US national debt nears $31T: What it means and why it’s a concern
The U.S. national debt is steadily approaching $31 trillion, according to the data released Friday by the Treasury Department.
The federal government’s total public debt outstanding sits at about $30.9 trillion as of Friday, with roughly $24.3 trillion of it being held by the public and $6.6 trillion in intragovernmental holdings, which include federal trust funds and other accounts. The U.S. national debt previously hit a milestone in February 2022, when it surpassed $30 trillion for the first time.
The national debt is the “accumulation” of the federal government borrowing money by selling marketable securities to pay its deficits and the “associated interest owed to the investors who purchased these securities,” according to the Treasury Department.

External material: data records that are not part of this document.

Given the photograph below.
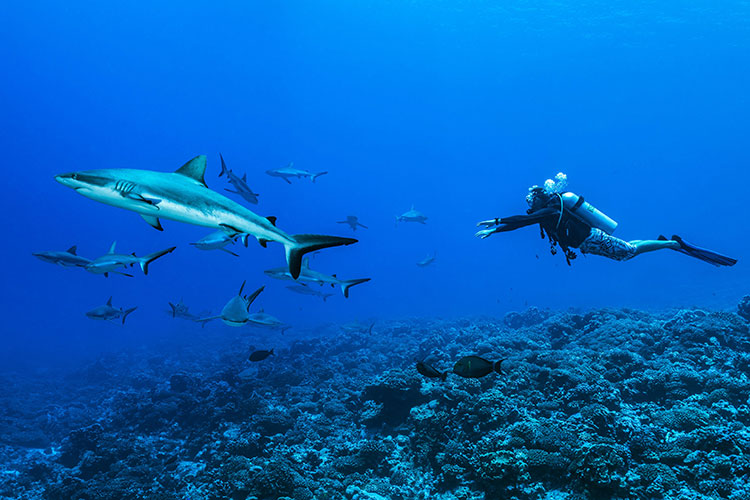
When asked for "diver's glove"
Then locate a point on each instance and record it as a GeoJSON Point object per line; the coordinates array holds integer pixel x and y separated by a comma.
{"type": "Point", "coordinates": [488, 223]}
{"type": "Point", "coordinates": [484, 233]}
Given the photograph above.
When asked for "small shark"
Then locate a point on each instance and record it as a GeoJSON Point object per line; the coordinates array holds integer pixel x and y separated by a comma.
{"type": "Point", "coordinates": [289, 171]}
{"type": "Point", "coordinates": [306, 290]}
{"type": "Point", "coordinates": [265, 320]}
{"type": "Point", "coordinates": [307, 274]}
{"type": "Point", "coordinates": [216, 241]}
{"type": "Point", "coordinates": [427, 260]}
{"type": "Point", "coordinates": [412, 216]}
{"type": "Point", "coordinates": [111, 261]}
{"type": "Point", "coordinates": [353, 222]}
{"type": "Point", "coordinates": [68, 258]}
{"type": "Point", "coordinates": [240, 184]}
{"type": "Point", "coordinates": [237, 310]}
{"type": "Point", "coordinates": [184, 197]}
{"type": "Point", "coordinates": [107, 312]}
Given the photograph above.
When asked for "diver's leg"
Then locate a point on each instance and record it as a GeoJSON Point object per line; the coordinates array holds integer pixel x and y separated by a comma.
{"type": "Point", "coordinates": [643, 246]}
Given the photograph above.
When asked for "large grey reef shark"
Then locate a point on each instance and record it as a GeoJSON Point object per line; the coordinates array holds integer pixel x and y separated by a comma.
{"type": "Point", "coordinates": [290, 171]}
{"type": "Point", "coordinates": [107, 312]}
{"type": "Point", "coordinates": [184, 197]}
{"type": "Point", "coordinates": [68, 258]}
{"type": "Point", "coordinates": [310, 276]}
{"type": "Point", "coordinates": [111, 261]}
{"type": "Point", "coordinates": [239, 183]}
{"type": "Point", "coordinates": [412, 216]}
{"type": "Point", "coordinates": [237, 311]}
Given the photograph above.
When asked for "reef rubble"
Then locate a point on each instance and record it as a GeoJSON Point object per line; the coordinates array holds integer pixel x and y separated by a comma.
{"type": "Point", "coordinates": [604, 404]}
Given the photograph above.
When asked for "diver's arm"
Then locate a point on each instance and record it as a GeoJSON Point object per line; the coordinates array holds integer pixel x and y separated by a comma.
{"type": "Point", "coordinates": [515, 222]}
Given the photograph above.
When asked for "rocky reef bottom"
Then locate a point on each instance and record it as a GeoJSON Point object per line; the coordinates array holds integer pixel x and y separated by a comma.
{"type": "Point", "coordinates": [607, 404]}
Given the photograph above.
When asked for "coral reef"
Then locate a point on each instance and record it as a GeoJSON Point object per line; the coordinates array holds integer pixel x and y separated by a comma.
{"type": "Point", "coordinates": [606, 404]}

A deficit occurs when the government spends more than it collects in revenues in a given fiscal year. The national debt gets larger as the U.S. racks up more deficits, the Treasury Department said.
The Congressional Budget Office (CBO) warned in its latest long-term budget outlook that the rising debt could have ramifications for the U.S. economy.
Debt that is high and rising as a percentage of gross domestic product (GDP) would “raise borrowing costs throughout the economy, reduce private investment, and slow the growth of economic output over time,” the CBO said in its July report. Increased interest costs related to the debt would “drive up interest payments to foreign holders of U.S. debt, decreasing the nation’s net international income,” the agency added.
With “persistently rising” debt, investors could lose confidence in the federal government’s ability to pay off its debt, which could result in interest rates or inflation suddenly rising, according to the CBO.
The CBO said other potential risks include creating widespread expectations of higher inflation, reducing confidence in the U.S. dollar or making securing financing for public and private activities in foreign markets more challenging. It could “cause lawmakers to feel more constrained in their policy choices” as well, according to the agency.
The federal debt could rise to 185% of GDP in 30 years, the agency projected in its report.